Several relief agencies estimate that upwards of 20 million people in South Sudan, Nigeria, Somalia and neighboring countries are currently threatened with starvation and diseases like cholera and measles. It is estimated that, without intervention, 1.4 million children might die from severe malnutrition.  And, one survey suggests that 85% of Americans are unaware or only dimly aware of this crisis.

A multi-year drought is a major cause.  Millions of people in that region are subsistence farmers, that is, they and their families live off the food they grow.  When it doesn’t rain, there are no crops--and no food for their families.

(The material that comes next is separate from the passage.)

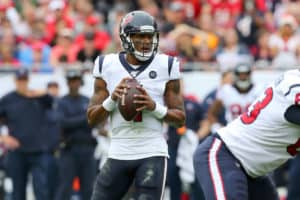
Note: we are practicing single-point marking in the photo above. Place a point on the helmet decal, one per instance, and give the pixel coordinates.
(134, 23)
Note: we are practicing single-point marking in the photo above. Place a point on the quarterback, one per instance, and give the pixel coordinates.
(233, 163)
(138, 150)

Lack of water for the people and their animals often creates the necessity to live nomadically--meaning they can’t even attempt to plant crops.  Malnourishment increases and disease spreads easily among the weakened population. And, there is no governmental “safety net” to help out.  

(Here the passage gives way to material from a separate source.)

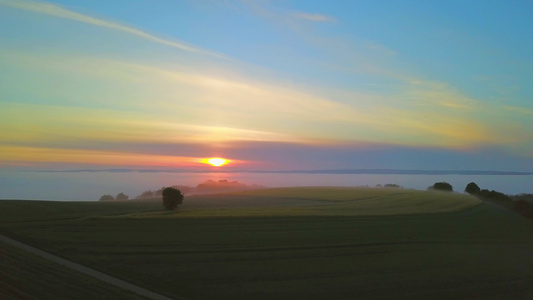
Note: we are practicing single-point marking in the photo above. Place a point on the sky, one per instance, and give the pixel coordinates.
(268, 85)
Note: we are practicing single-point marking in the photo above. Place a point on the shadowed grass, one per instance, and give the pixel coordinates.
(479, 252)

The region also suffers from political instability.  South Sudan, for instance, became an independent country in 2011 and already has experienced several attempts to overthrow the government.  Weak governance opens the door to rebel movements and political terrorism. Village raids to steal children and cattle are common.  Ethnic and tribal hatred are common.  Distribution of available aid is often hindered by the harsh land, the inefficiency of the local government, and transport through rebel territory.  The net effect is that villagers at the bottom of the economic ladder get no support and spiral downward.

The solution to these vexing problems ultimately needs to come from God--working through the hearts of people.  At GBC we are connected to South Sudan through Anuol Deng and the Walk On Foundation.  Please be with the missions committee as we pray for God’s leading--that we might be effective stewards of the resources He has given us.